Supportive measures aim to avoid exacerbating brain injury by controlling the rate of rewarming (13), aggressively controlling fever (14), and treating increased intracranial pressure. In addition to hyperventilation, osmotherapy, and barbiturate therapy, moderate hypothermia (32°C33°C) is effective in reducing intracranial pressure (15).
In summary, this case report demonstrates that a change in intraoperative BIS index may be the first indication of a serious cerebral event. A sudden and sustained change in the BIS index may merit further investigation because large vessel thrombosis may be amenable to treatment.

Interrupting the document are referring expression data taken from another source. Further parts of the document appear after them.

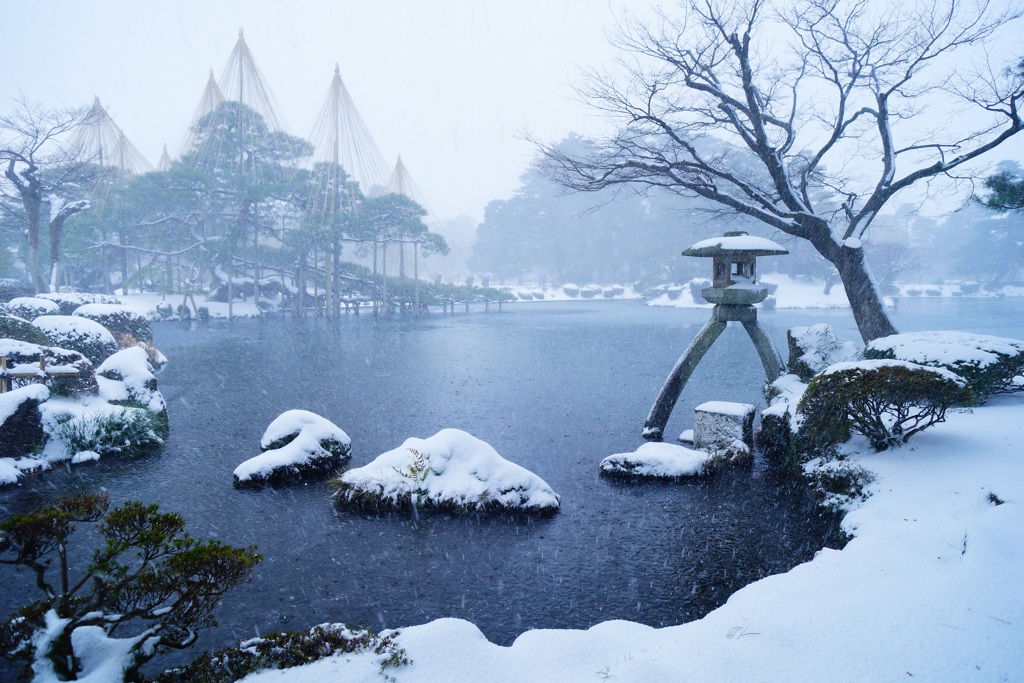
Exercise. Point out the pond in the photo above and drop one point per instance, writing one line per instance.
(554, 387)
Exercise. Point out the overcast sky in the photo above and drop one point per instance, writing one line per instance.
(448, 84)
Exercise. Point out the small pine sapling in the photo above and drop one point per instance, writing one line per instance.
(151, 584)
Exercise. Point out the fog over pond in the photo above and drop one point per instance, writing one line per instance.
(552, 386)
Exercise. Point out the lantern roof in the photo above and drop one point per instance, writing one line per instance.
(735, 243)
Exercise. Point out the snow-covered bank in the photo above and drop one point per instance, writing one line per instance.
(928, 589)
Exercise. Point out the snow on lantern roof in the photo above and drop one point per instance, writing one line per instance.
(735, 244)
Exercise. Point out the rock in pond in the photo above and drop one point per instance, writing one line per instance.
(298, 444)
(452, 471)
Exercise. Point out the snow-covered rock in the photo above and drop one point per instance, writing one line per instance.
(990, 365)
(30, 307)
(452, 470)
(20, 421)
(24, 357)
(127, 377)
(69, 301)
(657, 460)
(80, 334)
(297, 444)
(814, 348)
(118, 318)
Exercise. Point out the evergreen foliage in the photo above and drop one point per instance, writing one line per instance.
(887, 401)
(148, 580)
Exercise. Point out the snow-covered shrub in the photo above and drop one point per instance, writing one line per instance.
(452, 470)
(285, 650)
(24, 356)
(774, 435)
(79, 334)
(11, 289)
(148, 579)
(128, 431)
(119, 319)
(888, 401)
(297, 444)
(814, 348)
(990, 365)
(69, 301)
(838, 482)
(32, 307)
(13, 327)
(20, 423)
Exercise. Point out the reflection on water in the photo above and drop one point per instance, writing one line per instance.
(554, 387)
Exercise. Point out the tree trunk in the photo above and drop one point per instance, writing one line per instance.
(865, 300)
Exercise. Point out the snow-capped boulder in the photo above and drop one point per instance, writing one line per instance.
(127, 377)
(24, 357)
(298, 444)
(990, 365)
(658, 461)
(20, 421)
(69, 301)
(452, 470)
(80, 334)
(31, 307)
(118, 318)
(13, 327)
(814, 348)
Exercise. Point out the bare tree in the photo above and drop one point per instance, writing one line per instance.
(40, 172)
(755, 107)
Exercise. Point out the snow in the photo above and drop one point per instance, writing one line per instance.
(821, 347)
(657, 460)
(948, 348)
(929, 589)
(306, 450)
(726, 408)
(790, 294)
(884, 363)
(452, 468)
(62, 327)
(32, 303)
(126, 376)
(11, 399)
(747, 243)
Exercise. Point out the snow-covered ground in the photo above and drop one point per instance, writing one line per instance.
(928, 589)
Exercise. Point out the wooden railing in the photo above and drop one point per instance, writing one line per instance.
(6, 376)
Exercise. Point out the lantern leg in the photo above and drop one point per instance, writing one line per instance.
(770, 358)
(654, 426)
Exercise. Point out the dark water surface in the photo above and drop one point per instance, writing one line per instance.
(553, 387)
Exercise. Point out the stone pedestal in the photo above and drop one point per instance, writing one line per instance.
(717, 424)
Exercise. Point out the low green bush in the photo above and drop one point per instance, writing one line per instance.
(990, 365)
(130, 431)
(887, 401)
(284, 650)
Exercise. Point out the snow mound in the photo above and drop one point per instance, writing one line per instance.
(452, 470)
(127, 377)
(814, 348)
(657, 460)
(297, 444)
(79, 334)
(947, 348)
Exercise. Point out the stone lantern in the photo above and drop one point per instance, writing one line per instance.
(734, 290)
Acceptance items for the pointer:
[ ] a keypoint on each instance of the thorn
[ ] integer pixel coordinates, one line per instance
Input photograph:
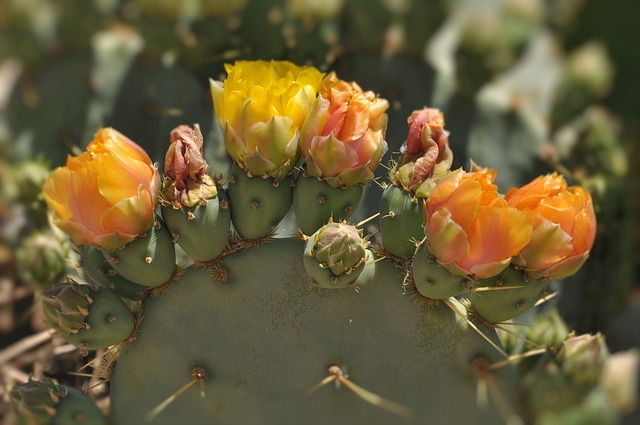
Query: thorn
(473, 325)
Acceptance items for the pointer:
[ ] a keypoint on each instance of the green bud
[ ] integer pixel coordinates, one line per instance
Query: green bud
(66, 308)
(335, 255)
(50, 403)
(35, 402)
(88, 317)
(339, 247)
(41, 260)
(583, 358)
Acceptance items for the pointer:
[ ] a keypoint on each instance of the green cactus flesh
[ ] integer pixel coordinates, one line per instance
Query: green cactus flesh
(314, 202)
(257, 204)
(267, 336)
(97, 270)
(110, 321)
(506, 295)
(149, 260)
(201, 231)
(431, 279)
(401, 221)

For postoperative cases, suction thrombectomy will obviously become the preferred intervention for carotid occlusion and for more distal lesions as this and other techniques develop. In the immediate postoperative period, thrombolytics are typically contraindicated. However, if an extensive infarction is developing, particularly including the dominant hemisphere, the benefits of attempted reperfusion may outweigh the risk of mediastinal hemorrhage. For example, the mortality associated with infarction of more than 50% of the middle cerebral artery territory is 85% (9), and although autologous retransfusion of mediastinal blood and reoperation would likely be required to control bleeding, thrombolysis may reduce the overall mortality. Should reperfusion therapy be judged as too risky, aggressive monitoring and treatment of intracranial hypertension, including sustained hypothermia, may improve outcome.
Accurate definition of the value of the frequently used BIS index as an early warning of perioperative stroke is important to prepare us for the rapidly developing therapeutic options for this devastating complication.